Octane Light Portal Material
Last modified: 10 March 2025A portal is a special material applied to a plane to allow the render kernel to efficiently find openings / windows in interior renders. The use of portals will be covered in the section covering lighting options.
Using Light Portals
Portals are a technique to help the render kernel find important light sources. In interior renderings with windows, it i s difficult for the path tracer to find light from the outside environment and optimally render the scene. Portals are planes that are added to the scene in the host modeling program that are used by OctaneRender™ to more efficiently render the scene.
When using Portals, all opening must be covered with a portal. It will not work if only one window has a portal over it when all other windows do not have a portal over them.

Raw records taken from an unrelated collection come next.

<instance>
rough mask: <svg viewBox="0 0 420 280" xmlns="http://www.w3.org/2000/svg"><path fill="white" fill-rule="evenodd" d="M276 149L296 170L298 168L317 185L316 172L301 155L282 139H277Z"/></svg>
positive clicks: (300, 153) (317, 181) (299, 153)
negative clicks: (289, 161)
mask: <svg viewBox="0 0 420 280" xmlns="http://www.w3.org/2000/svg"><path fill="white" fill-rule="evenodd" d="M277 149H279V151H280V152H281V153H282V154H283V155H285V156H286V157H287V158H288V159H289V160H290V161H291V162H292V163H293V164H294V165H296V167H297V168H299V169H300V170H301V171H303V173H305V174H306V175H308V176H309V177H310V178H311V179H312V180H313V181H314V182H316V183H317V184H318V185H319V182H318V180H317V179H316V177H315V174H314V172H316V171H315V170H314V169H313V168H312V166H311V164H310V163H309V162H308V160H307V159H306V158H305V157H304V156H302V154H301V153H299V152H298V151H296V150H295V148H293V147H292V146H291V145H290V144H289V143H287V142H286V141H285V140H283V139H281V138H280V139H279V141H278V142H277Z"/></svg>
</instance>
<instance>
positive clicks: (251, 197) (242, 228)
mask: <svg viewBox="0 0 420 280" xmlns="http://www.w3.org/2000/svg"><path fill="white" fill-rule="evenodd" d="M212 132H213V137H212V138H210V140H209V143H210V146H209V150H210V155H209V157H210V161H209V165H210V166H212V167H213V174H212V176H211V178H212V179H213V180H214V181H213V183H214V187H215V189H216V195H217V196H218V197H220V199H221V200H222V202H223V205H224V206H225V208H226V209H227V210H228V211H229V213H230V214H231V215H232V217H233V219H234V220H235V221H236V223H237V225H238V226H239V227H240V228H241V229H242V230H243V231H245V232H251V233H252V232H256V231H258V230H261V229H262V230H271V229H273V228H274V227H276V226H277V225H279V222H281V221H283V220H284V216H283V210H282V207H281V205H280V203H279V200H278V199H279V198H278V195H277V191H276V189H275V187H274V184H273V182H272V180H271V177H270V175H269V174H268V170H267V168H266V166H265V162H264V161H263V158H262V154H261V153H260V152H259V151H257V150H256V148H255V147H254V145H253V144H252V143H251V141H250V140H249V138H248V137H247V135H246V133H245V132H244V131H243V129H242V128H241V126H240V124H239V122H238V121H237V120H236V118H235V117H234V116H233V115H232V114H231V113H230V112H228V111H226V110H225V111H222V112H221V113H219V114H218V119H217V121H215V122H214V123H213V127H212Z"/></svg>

The normals on the Portal object MUST be pointed into the scene or the render kernel will not use it properly.
Currently, portals cannot be placed in openings which are not open, eg a window with a portal cannot contain glass at this time.
In some complex scenes and situations, portals might slow down the render, so a bit of experimentation with/without should be done.
note
Portals only apply to pathtracing type kernels, eg pathtracing and PMC. (not directlighting/ambient occlusion)
It is best to try to use the least amount of geometry for portals, eg only a few simple rectangular planes are best, the more geometry your portals contain, the slower the engine might become.
Sometimes it is better to place one large portal over many small windows due to the above. It's ok to make a portal larger than the opening, just make sure it closes/covers all opening(s). A portal which is unnecessarily large will end up slowing down the efficiency, as some of the rays through the covered parts of the portal will not go outside the space.
Portals, when defined with the portal material, will not show up in your render, eg this will be invisible geometry.